Since February, when the Executive Order was signed, NIST and DHS have solicited feedback online and through a working group and regional workshops.

NIST says a draft preliminary version will be released for comment by late August. The final framework is due next February.

In testimony before the Senate Commerce Committee in July, NIST Director Patrick Gallagher provided a summary of how NIST is approaching the Framework. According to Gallagher, NIST plans for the preliminary Framework to:

  • Be an adaptable, flexible, and scalable tool for voluntary use,
  • Assist in assessing, measuring, evaluating, and improving an organization’s readiness to deal with cybersecurity risks,
  • Be actionable across an organization,
  • Be prioritized, flexible, repeatable, performance-based, and cost-effective,
  • Rely on standards, guidelines and practices that align with policy, business, and technological approaches to cybersecurity,
  • Complement, rather than conflict with, current regulatory authorities,
  • Promote, rather than to constrain, technological innovation in this dynamic arena,
  • Focus on outcomes,
  • Raise awareness and appreciation for the challenges of cybersecurity but also the means for understanding and managing the related risks, and
  • Be built upon international standards and other standards, best practices and guidelines that are used globally.

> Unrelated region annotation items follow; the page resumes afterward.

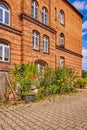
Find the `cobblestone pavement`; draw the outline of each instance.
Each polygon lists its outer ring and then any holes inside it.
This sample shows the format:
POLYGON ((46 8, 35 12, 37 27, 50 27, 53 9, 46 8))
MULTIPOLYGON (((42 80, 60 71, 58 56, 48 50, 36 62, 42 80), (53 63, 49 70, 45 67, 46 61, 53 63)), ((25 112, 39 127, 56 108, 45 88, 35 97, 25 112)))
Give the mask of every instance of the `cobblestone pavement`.
POLYGON ((37 103, 0 106, 0 130, 87 130, 87 90, 37 103))

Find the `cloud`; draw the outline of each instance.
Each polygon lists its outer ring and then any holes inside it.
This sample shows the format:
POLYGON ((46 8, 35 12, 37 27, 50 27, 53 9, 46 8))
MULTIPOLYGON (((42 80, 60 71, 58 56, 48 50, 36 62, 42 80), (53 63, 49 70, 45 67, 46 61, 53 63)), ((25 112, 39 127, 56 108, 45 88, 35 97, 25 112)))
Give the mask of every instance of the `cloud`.
POLYGON ((87 10, 87 2, 83 1, 75 1, 73 5, 78 9, 78 10, 87 10))
POLYGON ((87 21, 85 21, 85 22, 82 24, 82 28, 83 28, 83 29, 87 29, 87 21))
POLYGON ((83 54, 83 70, 87 70, 87 49, 83 48, 82 50, 82 54, 83 54))

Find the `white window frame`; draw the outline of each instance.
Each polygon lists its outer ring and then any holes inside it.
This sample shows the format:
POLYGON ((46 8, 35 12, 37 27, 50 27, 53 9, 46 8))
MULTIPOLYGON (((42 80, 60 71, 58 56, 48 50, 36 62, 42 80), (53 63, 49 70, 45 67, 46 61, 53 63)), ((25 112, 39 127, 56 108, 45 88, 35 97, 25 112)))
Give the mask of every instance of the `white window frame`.
POLYGON ((61 34, 60 34, 60 45, 63 45, 63 46, 64 46, 64 41, 65 41, 64 34, 61 33, 61 34))
POLYGON ((44 73, 44 65, 38 63, 37 67, 39 73, 44 73))
POLYGON ((32 34, 32 39, 33 39, 33 49, 34 50, 39 50, 39 33, 37 31, 33 31, 32 34))
POLYGON ((65 23, 65 16, 63 10, 60 10, 60 23, 64 25, 65 23))
POLYGON ((38 4, 36 1, 32 2, 32 17, 38 19, 38 4))
MULTIPOLYGON (((0 3, 0 4, 2 4, 2 5, 4 5, 3 3, 0 3)), ((6 5, 4 5, 4 6, 6 6, 6 5)), ((6 6, 7 7, 7 6, 6 6)), ((8 7, 7 7, 8 8, 8 7)), ((6 24, 6 25, 10 25, 10 11, 9 10, 7 10, 7 9, 4 9, 4 8, 2 8, 2 7, 0 7, 0 9, 2 10, 2 21, 0 21, 0 23, 3 23, 3 24, 6 24), (9 20, 9 23, 7 24, 7 23, 5 23, 5 12, 7 12, 8 13, 8 20, 9 20)))
POLYGON ((47 36, 43 37, 43 52, 44 53, 49 52, 49 38, 47 36))
POLYGON ((2 47, 2 60, 0 59, 0 61, 2 62, 10 62, 10 46, 9 45, 6 45, 5 43, 0 43, 0 46, 2 47), (8 57, 8 61, 5 60, 5 48, 8 48, 9 49, 9 57, 8 57))
POLYGON ((48 12, 47 12, 47 9, 45 7, 42 8, 42 23, 48 24, 48 12))
POLYGON ((63 67, 65 65, 65 58, 60 57, 60 67, 63 67))

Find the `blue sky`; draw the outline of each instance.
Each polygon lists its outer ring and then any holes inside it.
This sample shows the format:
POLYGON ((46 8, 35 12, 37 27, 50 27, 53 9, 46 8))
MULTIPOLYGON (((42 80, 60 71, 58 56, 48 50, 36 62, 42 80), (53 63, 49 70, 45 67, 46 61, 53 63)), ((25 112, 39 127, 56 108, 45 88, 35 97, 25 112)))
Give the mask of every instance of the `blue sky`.
POLYGON ((83 70, 87 71, 87 0, 69 0, 84 16, 82 21, 83 70))

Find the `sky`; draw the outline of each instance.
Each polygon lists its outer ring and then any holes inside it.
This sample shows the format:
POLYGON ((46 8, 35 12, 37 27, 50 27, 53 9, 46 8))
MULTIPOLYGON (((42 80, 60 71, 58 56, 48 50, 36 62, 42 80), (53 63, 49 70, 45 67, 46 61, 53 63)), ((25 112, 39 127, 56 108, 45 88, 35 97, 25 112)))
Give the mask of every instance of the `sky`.
POLYGON ((82 69, 87 71, 87 0, 69 0, 82 14, 82 69))

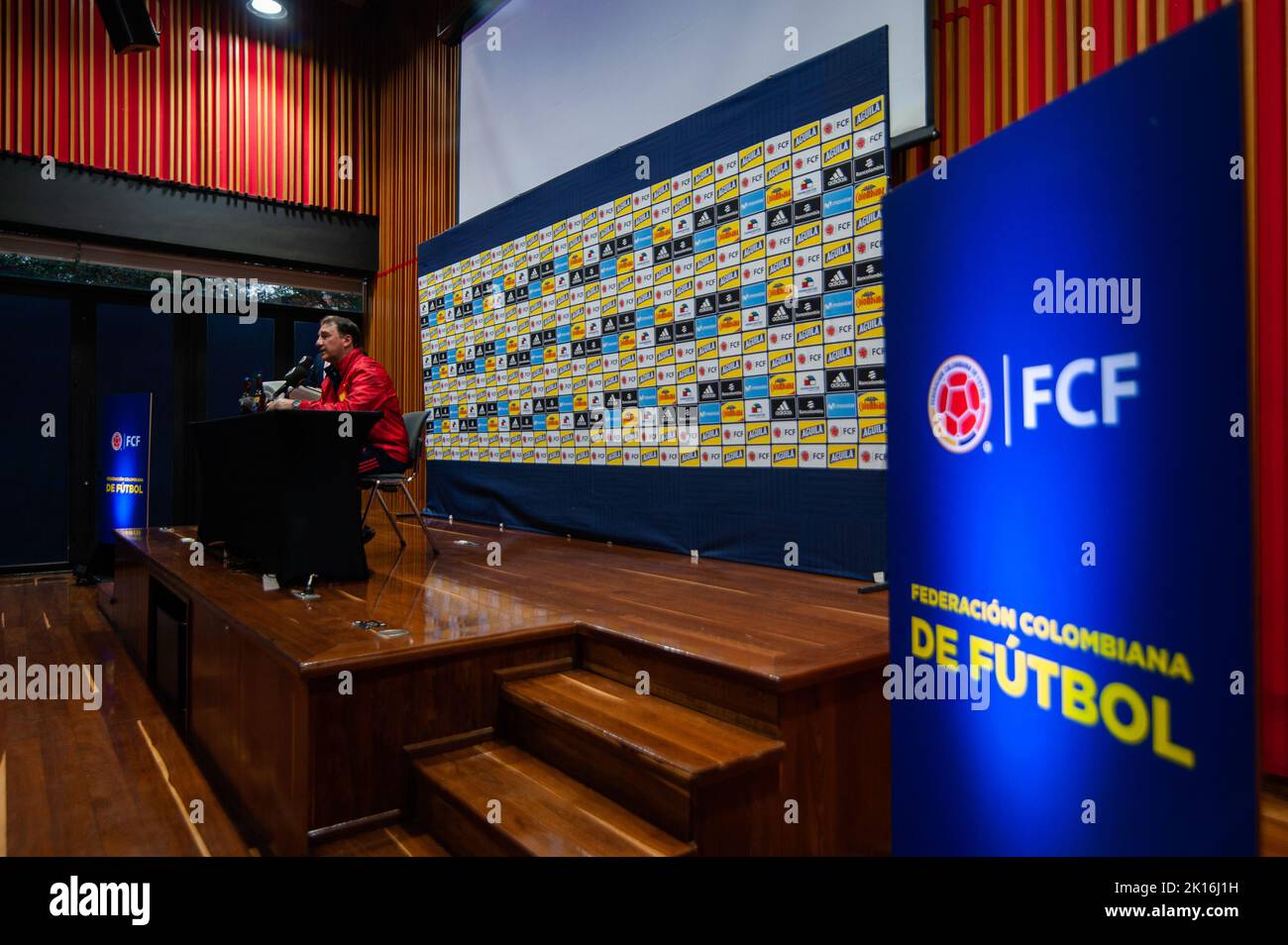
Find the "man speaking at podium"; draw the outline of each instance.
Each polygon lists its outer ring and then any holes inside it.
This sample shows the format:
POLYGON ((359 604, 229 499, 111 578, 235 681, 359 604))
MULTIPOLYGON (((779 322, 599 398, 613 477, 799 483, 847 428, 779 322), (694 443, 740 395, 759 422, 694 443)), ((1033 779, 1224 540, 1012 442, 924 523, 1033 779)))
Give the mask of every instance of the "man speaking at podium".
POLYGON ((407 469, 407 430, 398 391, 375 358, 362 350, 362 330, 344 315, 318 324, 318 351, 327 367, 318 400, 273 400, 270 411, 380 411, 358 453, 358 474, 402 472, 407 469))

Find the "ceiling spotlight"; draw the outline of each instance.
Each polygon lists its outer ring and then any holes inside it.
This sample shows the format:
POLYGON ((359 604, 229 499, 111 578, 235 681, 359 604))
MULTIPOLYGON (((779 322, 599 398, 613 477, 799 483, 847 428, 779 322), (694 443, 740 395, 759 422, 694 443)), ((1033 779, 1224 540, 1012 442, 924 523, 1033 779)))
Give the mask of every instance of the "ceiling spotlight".
POLYGON ((264 19, 286 19, 286 8, 278 0, 250 0, 246 6, 264 19))

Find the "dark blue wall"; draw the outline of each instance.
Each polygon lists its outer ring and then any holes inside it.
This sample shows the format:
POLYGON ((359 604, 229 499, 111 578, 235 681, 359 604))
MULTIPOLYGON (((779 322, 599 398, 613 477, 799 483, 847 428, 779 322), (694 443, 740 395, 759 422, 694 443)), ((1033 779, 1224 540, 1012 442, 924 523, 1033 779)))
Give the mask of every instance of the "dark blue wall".
POLYGON ((5 364, 4 502, 0 568, 67 561, 72 424, 67 375, 71 304, 62 299, 0 295, 5 364), (41 416, 54 415, 54 436, 41 416))

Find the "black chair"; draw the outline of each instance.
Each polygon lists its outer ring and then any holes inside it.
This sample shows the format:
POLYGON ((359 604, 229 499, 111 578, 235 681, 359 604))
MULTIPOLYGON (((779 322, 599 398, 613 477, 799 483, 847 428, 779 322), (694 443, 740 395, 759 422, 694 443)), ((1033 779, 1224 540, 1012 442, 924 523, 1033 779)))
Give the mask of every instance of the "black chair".
POLYGON ((425 533, 425 541, 429 542, 429 547, 437 555, 438 546, 434 545, 434 536, 430 534, 429 525, 425 524, 425 516, 420 514, 416 500, 412 498, 411 492, 407 489, 407 483, 416 478, 416 469, 420 466, 420 457, 425 449, 425 421, 428 418, 429 411, 403 413, 403 426, 407 427, 407 469, 402 472, 376 472, 370 476, 358 476, 358 488, 371 489, 371 494, 367 497, 367 506, 362 510, 362 524, 367 524, 367 514, 371 512, 371 500, 380 500, 380 507, 385 510, 385 518, 394 527, 394 534, 406 546, 407 539, 402 537, 402 530, 398 528, 398 519, 389 506, 385 505, 385 497, 381 494, 384 492, 394 494, 402 491, 402 494, 407 497, 407 502, 416 511, 416 521, 420 523, 420 530, 425 533))

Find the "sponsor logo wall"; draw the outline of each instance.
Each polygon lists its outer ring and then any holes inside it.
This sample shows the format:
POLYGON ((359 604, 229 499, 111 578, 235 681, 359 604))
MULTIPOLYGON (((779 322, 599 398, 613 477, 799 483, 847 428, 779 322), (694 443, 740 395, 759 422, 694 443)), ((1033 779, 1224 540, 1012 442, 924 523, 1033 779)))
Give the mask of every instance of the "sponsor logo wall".
POLYGON ((422 274, 428 458, 884 470, 887 153, 876 97, 422 274))

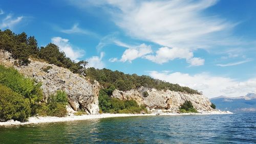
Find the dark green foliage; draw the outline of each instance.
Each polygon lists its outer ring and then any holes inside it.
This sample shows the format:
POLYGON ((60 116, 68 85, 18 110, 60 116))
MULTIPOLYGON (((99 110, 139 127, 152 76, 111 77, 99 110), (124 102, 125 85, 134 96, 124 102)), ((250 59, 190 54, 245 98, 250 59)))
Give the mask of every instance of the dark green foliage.
POLYGON ((29 57, 40 58, 51 64, 67 68, 75 73, 82 73, 83 68, 88 64, 86 61, 79 62, 72 61, 66 57, 63 52, 59 51, 58 46, 49 43, 45 47, 37 46, 37 41, 34 36, 27 37, 23 32, 15 35, 10 30, 0 30, 0 50, 7 51, 12 54, 12 57, 18 60, 17 64, 27 65, 30 61, 29 57), (82 65, 82 66, 81 66, 82 65))
POLYGON ((117 70, 112 71, 106 68, 98 69, 93 67, 88 68, 86 73, 90 80, 97 80, 105 88, 114 86, 118 89, 125 91, 144 86, 157 89, 169 89, 200 94, 197 90, 187 87, 182 87, 177 84, 173 84, 156 80, 147 76, 139 76, 136 74, 124 74, 117 70))
POLYGON ((63 91, 58 90, 55 94, 49 97, 47 103, 40 104, 37 109, 36 113, 40 116, 63 117, 67 115, 67 94, 63 91))
POLYGON ((42 71, 45 72, 47 72, 48 70, 51 69, 52 68, 52 67, 51 66, 47 66, 46 67, 44 67, 42 69, 42 71))
POLYGON ((183 104, 181 106, 180 111, 181 113, 198 112, 197 110, 194 108, 192 103, 188 101, 185 101, 183 104))
POLYGON ((0 65, 0 84, 29 100, 32 114, 35 114, 38 103, 42 99, 41 84, 36 84, 33 79, 25 78, 13 68, 0 65))
POLYGON ((100 90, 99 92, 99 107, 103 112, 108 112, 111 108, 111 98, 104 90, 100 90))
POLYGON ((47 102, 48 115, 63 117, 67 114, 66 106, 68 105, 68 97, 65 92, 57 91, 56 94, 50 96, 47 102))
POLYGON ((211 103, 211 104, 210 105, 210 107, 213 109, 216 108, 216 106, 214 103, 211 103))
POLYGON ((24 122, 30 116, 29 100, 0 84, 0 120, 24 122))
POLYGON ((139 113, 141 111, 146 112, 145 108, 139 106, 134 100, 122 101, 118 99, 110 97, 106 91, 109 89, 100 90, 99 94, 99 106, 103 112, 121 113, 139 113))

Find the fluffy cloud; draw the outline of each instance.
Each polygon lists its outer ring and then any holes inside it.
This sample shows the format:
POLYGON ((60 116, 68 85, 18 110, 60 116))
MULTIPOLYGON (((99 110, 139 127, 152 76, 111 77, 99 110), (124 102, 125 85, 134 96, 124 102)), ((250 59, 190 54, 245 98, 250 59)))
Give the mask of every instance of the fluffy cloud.
POLYGON ((70 29, 60 30, 60 32, 66 34, 82 34, 90 35, 94 37, 98 37, 98 35, 89 30, 82 29, 78 27, 78 24, 75 23, 70 29))
POLYGON ((88 59, 87 61, 88 62, 88 65, 87 67, 93 67, 96 68, 102 69, 105 67, 105 64, 102 61, 103 57, 104 57, 104 53, 100 53, 100 56, 93 56, 88 59))
POLYGON ((72 47, 67 39, 55 37, 52 38, 51 40, 53 43, 58 45, 60 51, 64 52, 66 56, 72 60, 78 61, 79 58, 83 56, 84 51, 72 47))
POLYGON ((162 64, 175 59, 185 59, 191 66, 203 65, 204 60, 200 58, 193 58, 193 53, 188 49, 177 47, 161 47, 156 52, 155 55, 147 55, 145 58, 153 62, 162 64))
POLYGON ((204 59, 200 58, 192 58, 187 59, 187 62, 190 63, 190 66, 199 66, 204 64, 204 59))
MULTIPOLYGON (((164 47, 175 47, 173 50, 161 48, 158 52, 175 51, 176 56, 161 56, 157 52, 155 56, 147 57, 158 63, 178 58, 186 59, 190 66, 201 65, 204 64, 204 59, 188 59, 184 54, 191 55, 198 49, 209 49, 216 45, 228 47, 231 44, 240 44, 239 40, 230 36, 230 30, 237 23, 203 12, 214 6, 217 0, 70 2, 79 8, 92 5, 106 10, 116 25, 132 37, 153 42, 164 47), (163 60, 157 59, 162 56, 163 60)), ((129 53, 136 53, 134 50, 128 51, 129 53)))
POLYGON ((0 9, 0 15, 2 15, 5 12, 4 12, 4 11, 2 9, 0 9))
POLYGON ((252 60, 252 59, 247 59, 246 60, 238 61, 238 62, 232 62, 232 63, 227 63, 227 64, 217 64, 217 65, 222 66, 222 67, 237 65, 239 65, 239 64, 241 64, 243 63, 245 63, 246 62, 248 62, 251 61, 252 60))
POLYGON ((121 62, 128 61, 132 62, 132 61, 142 57, 151 53, 152 53, 151 46, 143 43, 137 46, 130 47, 126 50, 120 61, 121 62))
MULTIPOLYGON (((4 12, 0 12, 3 14, 4 12)), ((12 15, 8 14, 2 20, 0 29, 12 29, 19 23, 24 19, 24 16, 13 17, 12 15)))
POLYGON ((109 61, 111 62, 114 62, 118 61, 118 59, 117 58, 112 58, 109 59, 109 61))
POLYGON ((155 79, 202 91, 208 98, 221 95, 237 97, 256 93, 256 78, 240 82, 229 78, 212 76, 207 73, 190 75, 179 72, 167 73, 156 71, 151 71, 150 75, 155 79))

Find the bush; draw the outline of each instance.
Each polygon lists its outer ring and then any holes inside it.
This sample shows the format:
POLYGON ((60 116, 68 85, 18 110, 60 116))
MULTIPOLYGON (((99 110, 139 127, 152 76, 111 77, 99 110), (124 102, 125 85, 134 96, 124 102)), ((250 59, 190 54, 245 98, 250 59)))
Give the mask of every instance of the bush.
POLYGON ((145 91, 142 93, 142 96, 145 98, 147 97, 148 97, 148 93, 146 91, 145 91))
MULTIPOLYGON (((136 74, 125 74, 117 70, 112 71, 106 68, 99 69, 94 67, 87 68, 85 73, 88 79, 91 81, 97 80, 105 88, 108 88, 110 86, 114 86, 116 89, 125 91, 144 86, 155 88, 158 90, 169 89, 175 91, 201 94, 197 90, 189 87, 154 79, 147 76, 139 76, 136 74)), ((108 92, 107 93, 109 94, 108 92)), ((148 95, 145 92, 143 97, 147 96, 148 95)))
POLYGON ((74 114, 75 114, 75 115, 82 115, 84 114, 87 114, 87 113, 85 111, 79 111, 75 112, 74 114))
POLYGON ((197 113, 197 110, 194 108, 192 103, 189 101, 184 102, 180 108, 180 112, 181 113, 195 112, 197 113))
POLYGON ((211 103, 211 104, 210 105, 210 107, 213 109, 216 108, 216 106, 214 103, 211 103))
POLYGON ((52 68, 52 67, 51 66, 47 66, 46 67, 44 67, 42 68, 42 71, 47 73, 48 70, 51 69, 52 68))
POLYGON ((10 88, 29 101, 31 114, 34 115, 37 105, 42 99, 41 83, 26 78, 13 68, 0 65, 0 84, 10 88))
POLYGON ((63 117, 66 115, 67 111, 66 108, 68 105, 68 97, 65 92, 58 90, 56 94, 50 96, 47 102, 48 115, 63 117))
POLYGON ((0 120, 24 122, 30 116, 29 101, 0 84, 0 120))
POLYGON ((139 106, 135 100, 122 101, 117 98, 112 98, 108 95, 106 91, 109 91, 109 89, 100 90, 99 91, 99 106, 101 112, 139 113, 142 111, 147 112, 145 107, 139 106))

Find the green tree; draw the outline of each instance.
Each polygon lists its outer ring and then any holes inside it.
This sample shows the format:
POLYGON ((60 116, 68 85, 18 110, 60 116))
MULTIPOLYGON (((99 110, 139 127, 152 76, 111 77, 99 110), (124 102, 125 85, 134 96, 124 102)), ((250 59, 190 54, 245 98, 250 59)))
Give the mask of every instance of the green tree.
POLYGON ((0 84, 0 120, 24 122, 30 116, 29 101, 0 84))

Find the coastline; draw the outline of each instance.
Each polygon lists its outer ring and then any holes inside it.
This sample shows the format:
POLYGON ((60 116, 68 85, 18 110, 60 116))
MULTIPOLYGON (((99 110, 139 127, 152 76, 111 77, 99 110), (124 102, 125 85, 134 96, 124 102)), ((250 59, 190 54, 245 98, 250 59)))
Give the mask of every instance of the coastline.
POLYGON ((208 115, 208 114, 233 114, 229 111, 212 111, 207 113, 158 113, 149 114, 111 114, 103 113, 95 115, 72 115, 66 117, 54 117, 54 116, 35 116, 29 118, 28 122, 20 123, 13 119, 9 120, 7 122, 0 122, 0 126, 25 125, 30 124, 38 124, 42 123, 56 123, 70 122, 74 121, 82 121, 99 118, 105 118, 118 117, 128 117, 128 116, 159 116, 159 115, 208 115))

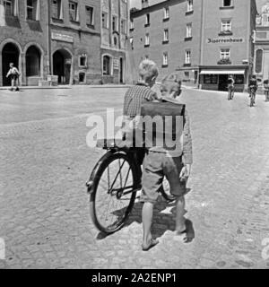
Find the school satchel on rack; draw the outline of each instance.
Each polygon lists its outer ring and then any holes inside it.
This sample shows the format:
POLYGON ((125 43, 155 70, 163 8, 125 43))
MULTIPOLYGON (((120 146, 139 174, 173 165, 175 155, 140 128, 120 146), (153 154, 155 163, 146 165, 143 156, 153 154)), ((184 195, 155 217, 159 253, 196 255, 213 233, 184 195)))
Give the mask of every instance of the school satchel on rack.
POLYGON ((138 130, 143 131, 144 147, 175 150, 185 125, 185 109, 177 101, 142 104, 138 130))

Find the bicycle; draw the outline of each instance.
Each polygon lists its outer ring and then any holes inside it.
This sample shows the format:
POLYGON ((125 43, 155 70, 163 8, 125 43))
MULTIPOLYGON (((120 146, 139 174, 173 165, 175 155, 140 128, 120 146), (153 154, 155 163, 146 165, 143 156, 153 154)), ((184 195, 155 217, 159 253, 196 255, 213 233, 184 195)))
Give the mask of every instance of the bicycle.
MULTIPOLYGON (((134 207, 136 193, 142 188, 142 170, 137 161, 139 150, 121 144, 115 139, 98 141, 97 147, 107 152, 98 161, 86 183, 91 220, 95 227, 106 234, 124 226, 134 207)), ((173 202, 175 197, 165 191, 165 187, 162 189, 162 196, 173 202)))
POLYGON ((255 98, 256 98, 256 89, 255 89, 255 86, 249 86, 249 98, 250 98, 249 107, 254 107, 255 98))

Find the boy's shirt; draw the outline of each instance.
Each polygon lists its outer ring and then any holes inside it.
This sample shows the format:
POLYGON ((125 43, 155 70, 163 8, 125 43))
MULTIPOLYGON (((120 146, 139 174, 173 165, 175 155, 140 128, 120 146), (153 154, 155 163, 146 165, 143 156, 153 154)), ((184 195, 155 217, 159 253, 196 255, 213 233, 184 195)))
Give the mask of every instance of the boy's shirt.
POLYGON ((8 73, 7 73, 7 76, 9 76, 10 74, 20 74, 18 69, 16 67, 13 67, 13 68, 10 68, 8 73))
POLYGON ((141 105, 145 101, 157 99, 156 93, 143 83, 137 83, 131 87, 125 95, 124 116, 134 118, 140 115, 141 105))
MULTIPOLYGON (((169 101, 176 104, 180 104, 180 102, 177 100, 170 99, 168 97, 162 98, 164 101, 169 101)), ((192 137, 190 132, 190 121, 187 111, 185 110, 185 125, 182 131, 182 135, 180 137, 180 148, 181 148, 181 155, 183 158, 183 162, 185 164, 192 164, 193 163, 193 150, 192 150, 192 137)), ((149 149, 151 152, 165 152, 168 156, 173 157, 175 153, 173 151, 166 150, 164 147, 155 146, 149 149)), ((178 154, 178 150, 177 150, 178 154)))

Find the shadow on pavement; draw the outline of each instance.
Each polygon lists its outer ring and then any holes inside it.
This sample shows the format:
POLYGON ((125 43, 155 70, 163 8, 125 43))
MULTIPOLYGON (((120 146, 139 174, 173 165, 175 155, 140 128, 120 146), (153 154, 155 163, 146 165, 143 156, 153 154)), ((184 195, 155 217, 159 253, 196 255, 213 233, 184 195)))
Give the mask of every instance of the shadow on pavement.
MULTIPOLYGON (((190 189, 188 188, 187 192, 190 189)), ((142 203, 135 203, 131 215, 127 219, 125 226, 123 229, 128 227, 134 222, 142 223, 142 203)), ((176 208, 175 208, 175 202, 173 203, 167 203, 167 201, 162 197, 160 196, 158 199, 157 204, 154 206, 153 211, 153 222, 152 227, 152 233, 153 238, 161 238, 167 230, 174 231, 175 230, 175 216, 176 216, 176 208)), ((186 232, 184 232, 184 242, 190 243, 195 237, 195 229, 193 222, 189 220, 186 220, 186 232)), ((143 234, 142 225, 141 225, 141 236, 143 234)), ((101 240, 109 236, 109 234, 105 234, 103 232, 100 232, 96 239, 101 240)), ((177 236, 175 234, 175 236, 177 236)))

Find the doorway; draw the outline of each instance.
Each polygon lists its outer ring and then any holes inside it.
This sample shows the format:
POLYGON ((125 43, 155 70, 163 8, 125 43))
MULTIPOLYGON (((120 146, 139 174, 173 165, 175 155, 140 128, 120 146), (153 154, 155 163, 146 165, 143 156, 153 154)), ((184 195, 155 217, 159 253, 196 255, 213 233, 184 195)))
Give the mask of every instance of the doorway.
POLYGON ((219 91, 228 91, 228 74, 219 74, 219 91))
POLYGON ((65 49, 53 54, 53 74, 58 76, 58 83, 69 84, 72 56, 65 49))
POLYGON ((20 51, 16 45, 13 43, 7 43, 4 45, 2 50, 2 72, 3 72, 3 85, 9 86, 10 77, 6 78, 6 74, 9 71, 9 64, 13 63, 16 68, 19 68, 19 57, 20 51))

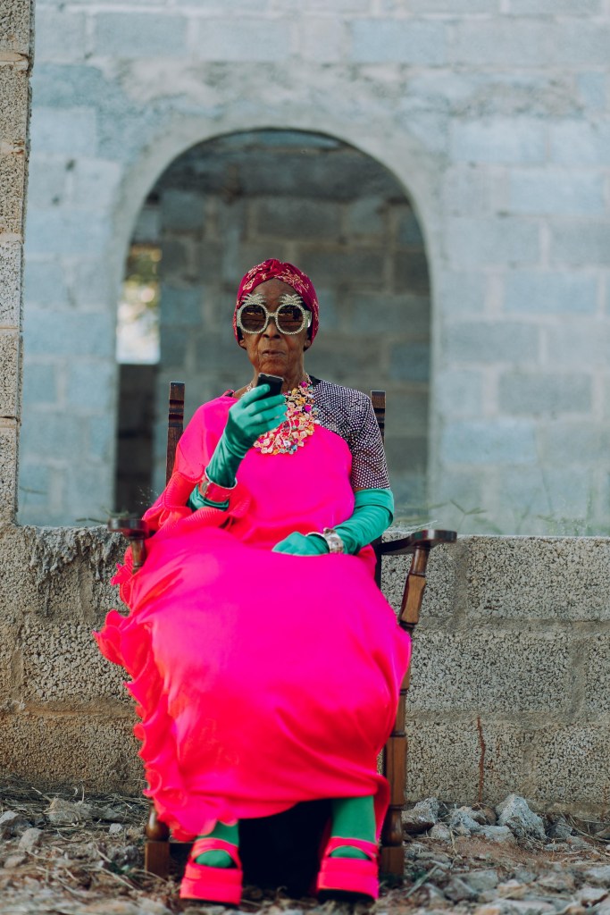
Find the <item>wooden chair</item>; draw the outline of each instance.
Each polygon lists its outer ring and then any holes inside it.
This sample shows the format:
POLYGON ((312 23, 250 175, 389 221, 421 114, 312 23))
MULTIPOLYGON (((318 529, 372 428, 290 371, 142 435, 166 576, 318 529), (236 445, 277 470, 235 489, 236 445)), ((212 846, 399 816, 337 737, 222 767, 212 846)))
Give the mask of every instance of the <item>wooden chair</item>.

At the next workshop – on September 11-13 in Richardson, Texas – NIST will present the draft preliminary Framework. (See separate article below.)

Performance Goals

On August 8, DHS released a deliberative draft of the Framework’s performance goals, which can be used by the private sector and the government as a guide for measuring progress toward improved cyber security. However, DHS has been careful to note that the Department “has no intention …of directly measuring the extent to which organizations have adopted these goals.” DHS urges users to view the goals as guideposts to encourage movement in a common direction. The draft goals are:

  1. Critical systems and functions are identified and prioritized and cyber risk is understood as part of a risk management plan.
  2. Risk-informed actions are taken to protect critical systems and functions.
  3. Adverse cyber activities are detected and situational awareness of threats is maintained.
  4. Resources are coordinated and applied to triage and respond to cyber events and incidents in order to minimize impacts to critical systems and functions.
  5. Following a cyber incident, impacted critical systems and functions are reconstituted based on prior planning.
  6. Security and resilience are continually improved based on lessons learned consistent with risk management planning.